A abordagem do escritor, que historiciza a questão transgênero e homossexual, também tem o mérito de remover essa importante questão do risco de estetização ou curvatura artificial do tema. De fato, o livro emerge fortemente da vida de seres de carne e sangue, de destinos trágicos, curvados sob o peso terrível do olhar social ou sob a violência das instituições, que lhes impõem a obrigação de se esconder, de sobreviver. É suficiente a brutalidade da linguagem da sentença de condenação – uma linguagem cheia de morbidez, que revela o terror do poder diante de certos comportamentos sexuais, que colocam em questão a ordem moral estabelecida pela igreja e o doge – chefe de estado – para captar todas as nuances do contexto da época:

“… E por causa deste fato foi necessário para o ato carnal por muitos homens e infinito aqui em Veneza, e muitos leigos no ato carnal em casa, e com muitos outros lugares, a pedido do mesmo que pensava que ela era do sexo feminino … Questionado se alguém, em pé com ele naquele ato, notasse seu membro, Rolandina disse não”.

A frase diz muito sobre os hábitos sexuais de séculos atrás (para não notar a anatomia de Rolandina durante o ato sexual revela muito neste sentido), bem como a obsessão do poder (secular e clerical) para absolver os clientes de Rolandina (entre que muitos nobres da Sereníssima) do pecado (porque eles não sabiam “de seu membro”), para fazê-lo cair, na íntegra, na cabeça de Rolandina.

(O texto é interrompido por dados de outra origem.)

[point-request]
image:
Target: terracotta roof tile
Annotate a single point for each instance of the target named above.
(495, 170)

A história de Rolandina é uma história de erradicação, pobreza, opressão e violência, mesmo de natureza sexual, determinada por um sistema brutal. Ela fala do passado, é claro, mas como qualquer leitor atento sabe, romances históricos são escritos acima de tudo para questionar o presente. Quão verdadeiramente podemos nos dizer longe daquelas eras negras?

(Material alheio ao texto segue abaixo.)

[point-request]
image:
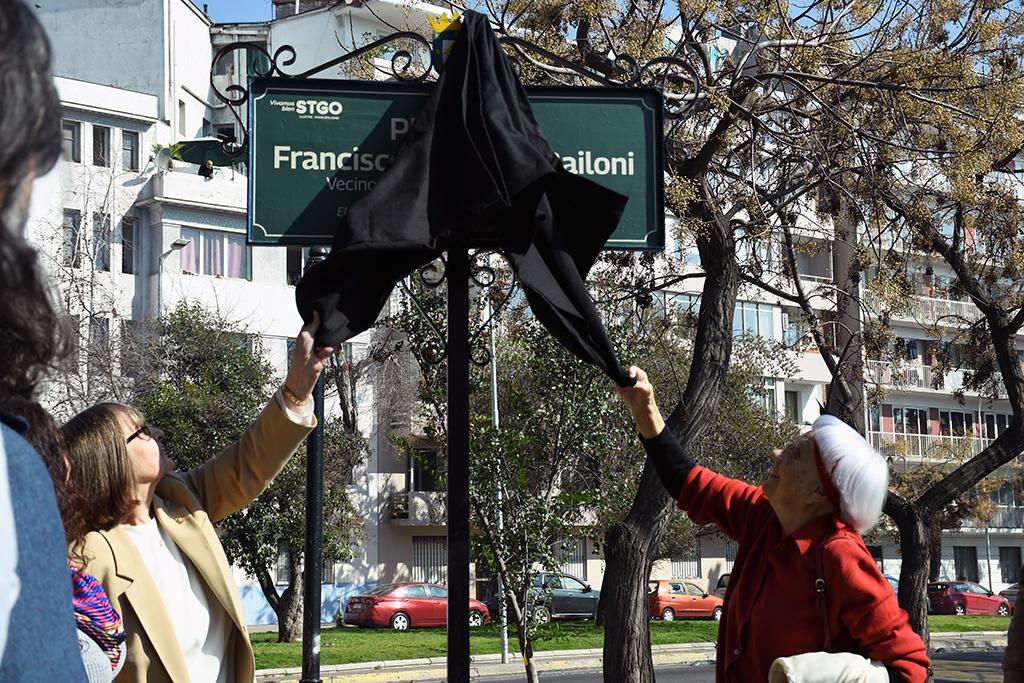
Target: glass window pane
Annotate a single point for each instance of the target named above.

* Os Senhores da Noite eram os nobres representantes dos seis distritos venezianos, encarregados de supervisionar, denunciar, processar e punir qualquer um culpado ou suspeito de um crime.

 

Fonte: O texto é uma breve retextualização (BLOG di Iside Gjergji) com informações do livro Processo a Rolandina ((Fernandel 2017), de Marco Salvador.